Tuesday, February 19, 2008

2530 Array and ZFS

ZFS by default flushes disk cache after each transaction completes or after each synchronous operation completes so it assures all data which is supposed to be on physical disk is actually there. This is good. However if you use ZFS with some external array with battery backed up cache then with some arrays array will flush its entire cache to disks every time ZFS sends a scsi flush command. Because your cache in your array is usually mirrored and battery backed up you don't want that to happen as it usually will affect badly array's performance. Some arrays just ignore these scsi flush commands but some of them not. ZFS team is working on that problem so ZFS sends different scsi flush command which says to flush cache only if it's not protected and not to send scsi flush commands at all to some arrays.
Currently if you are hit with the problem you can configure your array so it ignores cache flushes or you can configure ZFS to not to send scsi flushes at all. Check ZFS Evil tuning guide for more information.

Sun SAS 2530 array is one of this arrays which will flush cache when asked to.
Let's wrtite a simple C program which will create a new file with O_DSYNC flag set, write 255 bytes, close the file then delete it. Then it repeats it N times. Then lets compare what is the time difference when run on ZFS file system on 2530 array with ZFS set to send cache flushes (default) and when ZFS is set to not to send them.

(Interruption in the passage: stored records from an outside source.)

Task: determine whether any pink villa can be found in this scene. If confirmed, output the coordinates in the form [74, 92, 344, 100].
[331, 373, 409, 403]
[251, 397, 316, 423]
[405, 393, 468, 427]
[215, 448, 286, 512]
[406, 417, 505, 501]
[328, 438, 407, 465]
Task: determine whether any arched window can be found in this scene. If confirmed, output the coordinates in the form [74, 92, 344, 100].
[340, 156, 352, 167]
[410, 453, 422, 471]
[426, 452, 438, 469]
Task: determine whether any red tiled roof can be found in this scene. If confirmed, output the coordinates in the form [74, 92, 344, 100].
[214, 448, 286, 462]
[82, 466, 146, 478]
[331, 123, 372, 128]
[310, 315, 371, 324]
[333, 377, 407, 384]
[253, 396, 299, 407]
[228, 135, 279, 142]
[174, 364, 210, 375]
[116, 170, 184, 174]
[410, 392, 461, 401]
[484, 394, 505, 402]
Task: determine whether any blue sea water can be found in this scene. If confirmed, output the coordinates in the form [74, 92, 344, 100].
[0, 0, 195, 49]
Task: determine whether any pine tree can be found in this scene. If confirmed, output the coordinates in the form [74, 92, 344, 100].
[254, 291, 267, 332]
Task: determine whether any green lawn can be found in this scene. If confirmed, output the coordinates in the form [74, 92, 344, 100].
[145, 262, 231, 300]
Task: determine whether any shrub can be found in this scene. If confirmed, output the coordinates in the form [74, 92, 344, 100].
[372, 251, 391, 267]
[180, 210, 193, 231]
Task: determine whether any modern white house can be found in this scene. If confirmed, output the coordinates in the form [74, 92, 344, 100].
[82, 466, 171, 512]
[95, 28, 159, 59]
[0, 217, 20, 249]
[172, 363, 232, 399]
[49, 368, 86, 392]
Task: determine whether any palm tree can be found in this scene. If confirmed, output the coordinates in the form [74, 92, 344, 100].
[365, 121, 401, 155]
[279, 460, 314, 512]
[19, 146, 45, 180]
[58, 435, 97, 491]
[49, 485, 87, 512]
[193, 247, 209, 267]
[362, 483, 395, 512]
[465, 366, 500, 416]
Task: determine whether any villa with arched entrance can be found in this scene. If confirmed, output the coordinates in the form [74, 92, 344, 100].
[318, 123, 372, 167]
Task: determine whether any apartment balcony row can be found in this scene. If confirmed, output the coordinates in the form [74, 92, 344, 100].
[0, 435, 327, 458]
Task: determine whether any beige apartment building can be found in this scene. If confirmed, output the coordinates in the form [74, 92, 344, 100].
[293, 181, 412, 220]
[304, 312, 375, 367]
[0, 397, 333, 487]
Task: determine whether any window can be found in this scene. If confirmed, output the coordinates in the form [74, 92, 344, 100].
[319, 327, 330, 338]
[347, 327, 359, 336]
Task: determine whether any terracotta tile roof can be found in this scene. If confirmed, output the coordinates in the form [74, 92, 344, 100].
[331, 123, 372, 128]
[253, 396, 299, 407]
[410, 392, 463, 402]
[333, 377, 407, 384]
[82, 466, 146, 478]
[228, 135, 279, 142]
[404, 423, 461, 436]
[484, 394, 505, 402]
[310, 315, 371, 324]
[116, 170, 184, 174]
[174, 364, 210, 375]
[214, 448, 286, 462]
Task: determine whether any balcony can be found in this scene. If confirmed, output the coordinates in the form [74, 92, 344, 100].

# echo zfs_nocacheflush/D | mdb -k
zfs_nocacheflush:
zfs_nocacheflush: 0
[default, zfs will send cache flush commands]

# ./filesync-1 /slave/tmp 10000
Time in seconds to create and unlink 10000 files with O_DSYNC: 59.041564

[let's dynamically turn off cache flushes by zfs]
# echo zfs_nocacheflush/W1 | mdb -kw
zfs_nocacheflush: 0 = 0x1

# ./filesync-1 /slave/tmp 10000
Time in seconds to create and unlink 10000 files with O_DSYNC: 7.050389
We get over 8x performance improvement!
With multiple streams we probably would get ever bigger improvement.

To permanently disable ZFS cache flushes put in /etc/system

set zfs:zfs_nocacheflush = 1

Remember that it will disable cache flushes to ALL zfs file systems in your system.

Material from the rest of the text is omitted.